9.6. Where the application is submitted to the Company electronically, the response is given in the same form unless the applicant requests otherwise. In all other cases the response is given in writing. When the deadline for exercising the request makes it impossible to reply in writing and the applicant's data processed by the Controller allow for contact by electronic means, the response should be provided electronically.
RULES OF CHARGING FEES
9.7. The proceeding concerning filed requests is free of charge. Fees may be charged only if:
9.7.1. making a request to provide the second and each further copy of the data (the first copy is free of charge); in such a case, the Controller may demand that fees are paid in the amount of 10 euro.
The above fee includes administrative expenses connected with recognizing the request.
9.7.2. making requests by the same person that are excessive (e.g. extremely frequent ones) or manifestly unfounded; in such a case, the Controller may demand that fees are paid in the amount of 10 euro.
The above fee includes costs of carrying on communication and costs connected with taking requested actions.

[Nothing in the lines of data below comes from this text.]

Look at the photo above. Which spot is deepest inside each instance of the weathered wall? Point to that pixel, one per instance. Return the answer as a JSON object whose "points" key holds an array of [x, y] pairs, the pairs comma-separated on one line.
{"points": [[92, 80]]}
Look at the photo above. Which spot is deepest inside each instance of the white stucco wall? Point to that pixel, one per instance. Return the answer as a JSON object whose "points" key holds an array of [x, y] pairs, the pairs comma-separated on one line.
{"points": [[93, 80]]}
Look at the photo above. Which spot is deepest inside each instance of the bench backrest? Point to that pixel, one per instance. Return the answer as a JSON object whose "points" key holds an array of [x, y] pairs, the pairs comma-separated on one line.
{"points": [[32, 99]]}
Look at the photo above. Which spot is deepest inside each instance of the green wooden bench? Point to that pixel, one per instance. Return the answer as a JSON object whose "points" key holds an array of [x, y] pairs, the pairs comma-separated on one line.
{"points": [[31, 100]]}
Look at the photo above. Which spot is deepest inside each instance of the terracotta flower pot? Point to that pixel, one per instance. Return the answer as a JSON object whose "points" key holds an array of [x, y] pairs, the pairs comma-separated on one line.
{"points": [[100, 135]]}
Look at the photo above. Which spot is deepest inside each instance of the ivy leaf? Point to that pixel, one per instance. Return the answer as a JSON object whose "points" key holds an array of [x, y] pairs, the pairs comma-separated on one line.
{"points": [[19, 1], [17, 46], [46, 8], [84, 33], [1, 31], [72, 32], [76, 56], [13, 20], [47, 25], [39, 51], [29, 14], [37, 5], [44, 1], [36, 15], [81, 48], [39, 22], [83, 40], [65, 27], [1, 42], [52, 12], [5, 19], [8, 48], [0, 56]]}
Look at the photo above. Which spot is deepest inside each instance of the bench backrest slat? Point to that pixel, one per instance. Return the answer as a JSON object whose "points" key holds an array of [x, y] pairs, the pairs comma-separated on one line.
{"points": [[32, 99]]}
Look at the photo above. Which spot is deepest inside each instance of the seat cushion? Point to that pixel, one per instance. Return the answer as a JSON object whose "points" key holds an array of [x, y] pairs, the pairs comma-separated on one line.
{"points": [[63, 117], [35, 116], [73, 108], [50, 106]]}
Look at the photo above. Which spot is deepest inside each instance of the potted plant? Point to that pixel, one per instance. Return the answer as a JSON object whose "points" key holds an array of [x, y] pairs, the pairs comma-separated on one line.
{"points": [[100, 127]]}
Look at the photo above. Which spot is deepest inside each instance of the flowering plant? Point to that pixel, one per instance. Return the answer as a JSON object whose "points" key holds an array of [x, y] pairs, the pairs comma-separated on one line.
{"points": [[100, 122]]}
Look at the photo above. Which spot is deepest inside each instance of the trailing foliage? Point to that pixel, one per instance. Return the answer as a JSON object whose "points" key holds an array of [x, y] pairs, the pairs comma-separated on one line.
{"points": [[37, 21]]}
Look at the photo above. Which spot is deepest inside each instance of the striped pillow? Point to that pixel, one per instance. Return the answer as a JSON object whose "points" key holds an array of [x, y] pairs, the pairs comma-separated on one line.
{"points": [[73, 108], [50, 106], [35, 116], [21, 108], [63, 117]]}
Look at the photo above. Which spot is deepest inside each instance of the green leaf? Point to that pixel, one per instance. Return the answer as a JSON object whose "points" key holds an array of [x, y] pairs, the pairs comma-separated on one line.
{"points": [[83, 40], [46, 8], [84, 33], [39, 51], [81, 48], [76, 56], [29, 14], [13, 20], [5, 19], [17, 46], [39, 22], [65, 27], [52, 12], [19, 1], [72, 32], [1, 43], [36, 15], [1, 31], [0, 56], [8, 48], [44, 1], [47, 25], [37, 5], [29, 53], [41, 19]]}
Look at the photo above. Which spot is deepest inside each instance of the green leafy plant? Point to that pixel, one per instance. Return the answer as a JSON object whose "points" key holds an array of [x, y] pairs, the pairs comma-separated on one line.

9.8. If the data subject challenges the decision to charge fees, the person may lodge a complaint with a supervisory authority, in particular in the Member State of his or her habitual residence, place of work or place of the alleged infringement if the data subject considers that the processing of personal data relating to him or her infringes the GDPR. In Poland the competent Supervisory Authority is the President of the Personal Data Protection Authority.
10. DATA RECIPIENTS
10.1. In connection with the implementation of services, Personal Data will be disclosed to external entities, including in particular suppliers responsible for the operation of IT systems and entities associated with the Administrator, including companies from its capital group.

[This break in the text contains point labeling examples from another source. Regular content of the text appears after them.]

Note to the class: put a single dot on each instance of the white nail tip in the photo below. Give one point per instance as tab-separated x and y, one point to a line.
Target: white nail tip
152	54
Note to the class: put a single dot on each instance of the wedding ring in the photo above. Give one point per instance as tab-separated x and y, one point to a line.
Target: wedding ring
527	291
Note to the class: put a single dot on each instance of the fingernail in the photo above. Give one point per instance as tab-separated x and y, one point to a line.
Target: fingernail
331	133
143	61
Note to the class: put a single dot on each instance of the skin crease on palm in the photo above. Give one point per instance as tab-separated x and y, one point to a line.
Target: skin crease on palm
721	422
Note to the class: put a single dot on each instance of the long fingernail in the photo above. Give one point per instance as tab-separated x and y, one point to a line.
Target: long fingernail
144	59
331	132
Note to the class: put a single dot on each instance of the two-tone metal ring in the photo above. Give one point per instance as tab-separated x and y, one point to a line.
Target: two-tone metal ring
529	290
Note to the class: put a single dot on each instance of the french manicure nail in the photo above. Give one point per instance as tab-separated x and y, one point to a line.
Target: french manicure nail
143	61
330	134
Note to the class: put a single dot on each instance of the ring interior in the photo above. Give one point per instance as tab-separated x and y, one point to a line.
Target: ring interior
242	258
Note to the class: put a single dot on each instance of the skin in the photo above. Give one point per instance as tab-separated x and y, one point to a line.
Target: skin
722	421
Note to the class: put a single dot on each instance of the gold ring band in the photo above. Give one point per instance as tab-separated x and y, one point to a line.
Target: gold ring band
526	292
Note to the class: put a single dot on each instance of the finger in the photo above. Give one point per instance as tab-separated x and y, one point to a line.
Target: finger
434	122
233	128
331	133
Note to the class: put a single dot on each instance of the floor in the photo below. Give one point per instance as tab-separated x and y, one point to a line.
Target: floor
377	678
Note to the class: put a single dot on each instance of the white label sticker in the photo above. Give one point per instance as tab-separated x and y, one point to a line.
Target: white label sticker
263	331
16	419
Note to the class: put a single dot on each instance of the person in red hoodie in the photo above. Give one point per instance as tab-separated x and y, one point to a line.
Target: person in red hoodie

10.2. The Controller reserves the right to disclose selected information items referring to the User to relevant authorities or third parties which will demand that they are provided such information pursuant to an appropriate legal basis and in compliance with prevailing laws.
11. TRANSFER OF DATA OUTSIDE THE EEA
11.1. The level of personal data protection outside the European Economic Area (EEA) differs from that guaranteed by the European law. For this reason, the Controller transmits personal data to places outside the EEA only when necessary and ensuring an adequate protection level, mainly by:
11.1.1. cooperating with personal data processors in the states with respect to which a relevant decision of the European Commission has been issued;
11.1.2. application of standard contractual clauses issued by the European Commission;
11.1.3. application of binding corporate principles approved by the relevant supervisory authority;
11.1.4. if data is transferred to the USA – cooperation with entities participating in the Privacy Shield program, approved by a decision of the European Commission.

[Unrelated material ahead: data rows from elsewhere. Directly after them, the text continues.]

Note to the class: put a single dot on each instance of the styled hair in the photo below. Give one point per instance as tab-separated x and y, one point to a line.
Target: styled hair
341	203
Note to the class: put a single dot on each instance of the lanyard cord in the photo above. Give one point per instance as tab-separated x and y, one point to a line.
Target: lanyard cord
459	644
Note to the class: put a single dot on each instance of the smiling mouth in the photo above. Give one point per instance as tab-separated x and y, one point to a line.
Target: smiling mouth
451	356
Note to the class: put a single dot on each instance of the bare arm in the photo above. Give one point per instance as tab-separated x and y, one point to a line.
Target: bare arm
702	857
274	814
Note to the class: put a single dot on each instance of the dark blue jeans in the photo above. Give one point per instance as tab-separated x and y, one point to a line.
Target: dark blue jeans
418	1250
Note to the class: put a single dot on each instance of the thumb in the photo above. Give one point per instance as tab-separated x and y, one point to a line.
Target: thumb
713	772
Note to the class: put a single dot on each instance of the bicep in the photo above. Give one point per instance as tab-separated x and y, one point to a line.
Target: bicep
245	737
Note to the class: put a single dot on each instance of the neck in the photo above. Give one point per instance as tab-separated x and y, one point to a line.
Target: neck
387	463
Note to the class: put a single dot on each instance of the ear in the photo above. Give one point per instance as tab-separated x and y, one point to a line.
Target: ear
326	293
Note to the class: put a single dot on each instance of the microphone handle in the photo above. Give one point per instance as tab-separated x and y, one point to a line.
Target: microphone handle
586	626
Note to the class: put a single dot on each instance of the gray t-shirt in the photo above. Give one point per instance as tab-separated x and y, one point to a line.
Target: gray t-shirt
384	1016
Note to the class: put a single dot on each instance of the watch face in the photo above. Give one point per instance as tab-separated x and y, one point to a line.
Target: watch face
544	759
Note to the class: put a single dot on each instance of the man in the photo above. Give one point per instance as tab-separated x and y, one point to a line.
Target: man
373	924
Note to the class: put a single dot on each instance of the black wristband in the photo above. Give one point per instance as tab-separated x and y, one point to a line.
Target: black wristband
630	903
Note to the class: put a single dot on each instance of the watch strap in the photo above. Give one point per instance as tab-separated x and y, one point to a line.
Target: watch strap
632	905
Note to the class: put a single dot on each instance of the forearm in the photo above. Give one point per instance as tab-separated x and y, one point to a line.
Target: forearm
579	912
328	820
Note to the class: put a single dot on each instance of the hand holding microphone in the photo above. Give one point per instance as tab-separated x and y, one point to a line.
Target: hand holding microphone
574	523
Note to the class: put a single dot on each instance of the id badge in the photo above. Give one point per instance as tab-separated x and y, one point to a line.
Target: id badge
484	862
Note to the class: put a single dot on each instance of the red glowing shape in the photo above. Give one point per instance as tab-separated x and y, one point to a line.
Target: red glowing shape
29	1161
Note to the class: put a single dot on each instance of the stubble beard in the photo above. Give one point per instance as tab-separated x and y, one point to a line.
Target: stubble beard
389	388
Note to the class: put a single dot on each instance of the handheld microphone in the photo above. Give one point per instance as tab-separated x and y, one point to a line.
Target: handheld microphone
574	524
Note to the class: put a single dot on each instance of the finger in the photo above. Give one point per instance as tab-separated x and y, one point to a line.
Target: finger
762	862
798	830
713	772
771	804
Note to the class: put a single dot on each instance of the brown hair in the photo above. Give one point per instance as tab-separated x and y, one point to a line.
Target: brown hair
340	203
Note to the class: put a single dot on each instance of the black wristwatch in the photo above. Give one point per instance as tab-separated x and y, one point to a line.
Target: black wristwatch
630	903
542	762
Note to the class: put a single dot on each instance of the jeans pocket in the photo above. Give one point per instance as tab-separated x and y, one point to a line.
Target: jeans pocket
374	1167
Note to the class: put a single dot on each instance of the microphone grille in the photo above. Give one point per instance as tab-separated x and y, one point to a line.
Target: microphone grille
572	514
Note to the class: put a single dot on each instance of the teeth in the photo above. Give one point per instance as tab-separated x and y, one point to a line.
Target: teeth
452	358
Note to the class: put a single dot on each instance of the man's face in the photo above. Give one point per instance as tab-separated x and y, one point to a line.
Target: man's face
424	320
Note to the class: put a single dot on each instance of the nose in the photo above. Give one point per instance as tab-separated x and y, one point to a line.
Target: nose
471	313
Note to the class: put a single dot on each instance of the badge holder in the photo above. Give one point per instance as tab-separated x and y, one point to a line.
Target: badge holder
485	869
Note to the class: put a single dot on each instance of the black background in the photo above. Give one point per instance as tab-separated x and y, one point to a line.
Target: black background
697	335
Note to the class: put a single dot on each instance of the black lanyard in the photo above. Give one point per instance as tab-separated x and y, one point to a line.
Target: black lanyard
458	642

11.2. At the data collection stage, the Controller always informs the User of the intention to transfer personal data outside the EEA.
12. PERSONAL DATA SECURITY
12.1. The Controller conducts an ongoing risk analysis to ensure that personal data are processed in a secure manner, guaranteeing first of all that access to the data is provided only to authorized persons and only to the extent necessary for them to perform their tasks. The Controller makes sure that any operations on personal data are recorded and performed only by authorized employees or collaborators.
12.2. The Controller takes any necessary actions so that also its subcontractors and other cooperating entities guaranteed the application of appropriate security measures in each case when they process personal data on the Controller’s behalf.
13. CONTACT DATA
13.1. The Controller may be contacted by e-mail firstname.lastname@example.org or by letter sent to the mailing address.
14.1. The policy is verified on an ongoing basis and updated when needed.